Chapter 1: From BFT to PoW
Last updated
Last updated
We start our story at the "birthplace" of distributed consensus theory, the 1980 seminal paper Reaching Agreement in the Presence of Faults by Pease, Shostak and Lamport (PSL).
In this paper, PSL introduce the Byzantine generals problem (BGT), which was the first to formulate many identical participants trying to reach an egalitarian decision without any central authority.
Even without describing what this means exactly, it is quite clear that if it is guaranteed that all participants follow the protocol, then the problem becomes trivial: each participant tells all other participants their opinion, and the most favorable possibility wins. The problem starts when we consider participants that deviate from the protocol. For example, in the simple majority voting scenario a single deviator can cause the entire consensus to collapse!

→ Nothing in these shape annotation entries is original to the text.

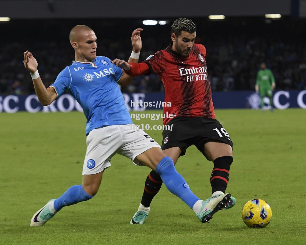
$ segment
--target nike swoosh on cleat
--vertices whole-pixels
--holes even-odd
[[[43,211],[43,209],[44,208],[44,207],[44,207],[43,208],[42,208],[41,209],[41,210],[40,211],[39,211],[39,213],[37,214],[36,214],[36,216],[35,217],[34,217],[34,222],[35,222],[35,223],[37,223],[37,222],[39,222],[39,220],[37,220],[37,217],[38,217],[38,216],[39,215],[39,214],[40,213],[40,212],[41,212],[42,211]]]

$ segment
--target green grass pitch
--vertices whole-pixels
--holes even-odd
[[[117,155],[94,198],[64,207],[43,227],[30,228],[33,214],[50,199],[81,183],[85,119],[77,112],[1,113],[0,244],[306,244],[306,111],[216,114],[234,142],[227,190],[237,202],[210,223],[200,223],[163,186],[144,224],[130,224],[150,170]],[[161,143],[161,131],[147,132]],[[211,194],[212,166],[192,146],[176,168],[206,199]],[[272,209],[264,229],[249,228],[241,220],[243,205],[254,198]]]

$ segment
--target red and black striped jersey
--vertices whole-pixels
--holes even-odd
[[[203,117],[215,119],[211,90],[207,74],[206,51],[200,44],[195,44],[188,57],[183,57],[171,49],[150,55],[143,62],[151,73],[157,74],[165,86],[165,101],[171,107],[164,107],[164,113],[176,117]],[[171,118],[165,118],[164,124]]]

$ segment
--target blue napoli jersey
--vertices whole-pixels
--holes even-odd
[[[123,74],[108,58],[98,56],[92,62],[73,61],[50,87],[58,97],[68,91],[81,105],[87,134],[103,126],[132,123],[117,84]]]

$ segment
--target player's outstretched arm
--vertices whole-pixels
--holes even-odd
[[[119,59],[115,59],[112,61],[112,63],[114,64],[116,66],[122,68],[125,73],[132,77],[146,75],[150,72],[149,66],[144,62],[135,64],[128,63]]]
[[[50,105],[56,99],[57,95],[53,88],[46,88],[38,74],[37,61],[32,53],[27,50],[23,55],[24,65],[31,74],[38,100],[44,106]]]
[[[131,41],[132,42],[132,46],[133,47],[133,51],[129,58],[128,61],[129,62],[136,63],[138,63],[140,51],[141,50],[142,46],[140,33],[142,31],[142,30],[143,29],[141,28],[137,28],[134,30],[132,33]],[[126,86],[131,83],[132,79],[132,77],[124,72],[122,77],[118,81],[118,83],[121,85]]]

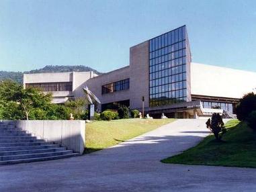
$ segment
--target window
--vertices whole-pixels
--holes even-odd
[[[212,101],[202,101],[204,108],[214,108],[215,107],[219,107],[223,110],[226,110],[230,113],[233,113],[233,107],[232,103],[217,103]]]
[[[185,34],[185,27],[183,26],[150,40],[149,81],[152,82],[150,83],[149,95],[151,107],[171,105],[187,100]],[[154,46],[155,42],[156,46]]]
[[[130,88],[130,79],[126,79],[121,80],[119,81],[111,83],[102,85],[101,87],[101,94],[107,94],[110,93],[113,93],[116,91],[123,91],[126,89],[129,89]]]
[[[72,91],[72,82],[56,82],[42,83],[26,83],[26,87],[39,88],[42,91]]]

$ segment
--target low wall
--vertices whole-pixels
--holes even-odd
[[[81,120],[18,120],[17,128],[46,141],[83,154],[85,144],[85,122]]]

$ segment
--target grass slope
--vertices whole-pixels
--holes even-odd
[[[85,153],[116,145],[173,121],[173,119],[128,119],[87,124]]]
[[[182,154],[162,160],[165,163],[256,168],[256,134],[245,123],[230,120],[222,142],[213,135]]]

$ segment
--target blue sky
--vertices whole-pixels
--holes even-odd
[[[193,62],[256,71],[256,1],[0,1],[0,70],[129,64],[129,48],[184,24]]]

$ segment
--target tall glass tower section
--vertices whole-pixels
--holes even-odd
[[[149,40],[151,107],[191,101],[190,62],[185,26]]]

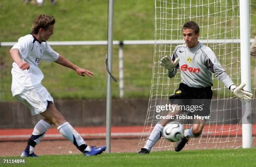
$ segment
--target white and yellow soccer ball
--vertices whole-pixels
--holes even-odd
[[[184,136],[183,127],[178,122],[171,122],[167,124],[164,128],[163,135],[170,142],[178,142]]]

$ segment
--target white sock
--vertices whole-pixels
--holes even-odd
[[[49,124],[43,119],[37,122],[34,128],[31,138],[28,139],[28,145],[25,149],[27,152],[28,152],[29,154],[34,152],[35,146],[38,144],[50,127],[51,125]]]
[[[57,129],[62,136],[72,142],[81,152],[83,151],[90,152],[91,151],[91,148],[90,147],[86,147],[83,150],[81,150],[81,148],[79,148],[79,147],[82,145],[85,145],[86,143],[80,134],[72,127],[69,123],[67,122],[63,123],[58,127]]]
[[[190,127],[189,129],[184,131],[184,137],[195,137],[195,136],[193,134],[193,127]]]
[[[160,124],[157,123],[154,127],[152,132],[148,139],[144,148],[147,149],[149,152],[151,151],[152,148],[160,139],[163,133],[164,127]]]

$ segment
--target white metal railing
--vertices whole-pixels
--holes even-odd
[[[250,42],[253,41],[254,39],[250,39]],[[200,40],[200,42],[204,43],[240,43],[240,39],[220,39],[212,40]],[[123,41],[113,40],[113,45],[119,45],[118,58],[119,58],[119,97],[123,98],[124,96],[124,77],[123,77],[123,45],[154,45],[158,44],[179,44],[184,43],[183,40],[125,40]],[[12,46],[17,42],[0,42],[0,46]],[[50,46],[76,46],[76,45],[107,45],[107,40],[87,40],[87,41],[48,41],[47,43]],[[0,90],[0,94],[1,93]],[[1,100],[0,94],[0,100]]]

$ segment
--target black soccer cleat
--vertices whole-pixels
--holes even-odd
[[[138,152],[138,154],[148,154],[149,152],[145,148],[142,148],[141,149],[141,151]]]
[[[186,144],[187,144],[187,142],[189,140],[189,137],[183,137],[181,139],[179,142],[177,142],[177,144],[174,146],[174,149],[177,152],[179,152],[184,147]]]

Hence, the real question is how many faulty players can a protocol endure while guaranteeing a consensus will be reached. The property of being able to handle the presence of faulty players has since been named Byzantine fault tolerance (BFT), in honor of the original problem.
Lamport et al. provided a protocol that can survive $f$ faulty nodes, given that there are $3f+1$ nodes in total (they also showed this could be slightly improved to $3f$ nodes assuming the existence of digital signatures). Equally importantly, they proved a theorem establishing that no BFT protocol could handle any more faults. This is known to this day as the $3f+1$ theorem, or simply as the one-third byzantine security limit.
Imagine everyone's surprise then, when in 2009 the psudonymous Satoshi Nakamoto published the Bitcoin Whitepaper, exhibiting a brand new form of consensus that maintains impressive security properties as long as at least half of the nodes are following the protocol. What is going on here? Did Satoshi prove PSL wrong? Is the theorem false?
Not at all. There are two factors that allowed Satoshi to break the one-third consensus barrier. First, he assumed that we can use cryptography to prove the passage of time, and showed how proof-of-work can implement such a capability. Second, he relaxed the security requirements: instead of requiring that there is a fixed number of rounds after which a transaction will certainly never revert, he "compromised" for "just" having the probability of revert decrease very very fast as rounds (which can now be converted to time, thanks to the first assumption) pass.
In this first chapter, we do not yet consider proof-of-work based protocols. We do consider proof-of-work itself as a form of sybilness, and discuss what it achieves that BFT protocols arguably cannot.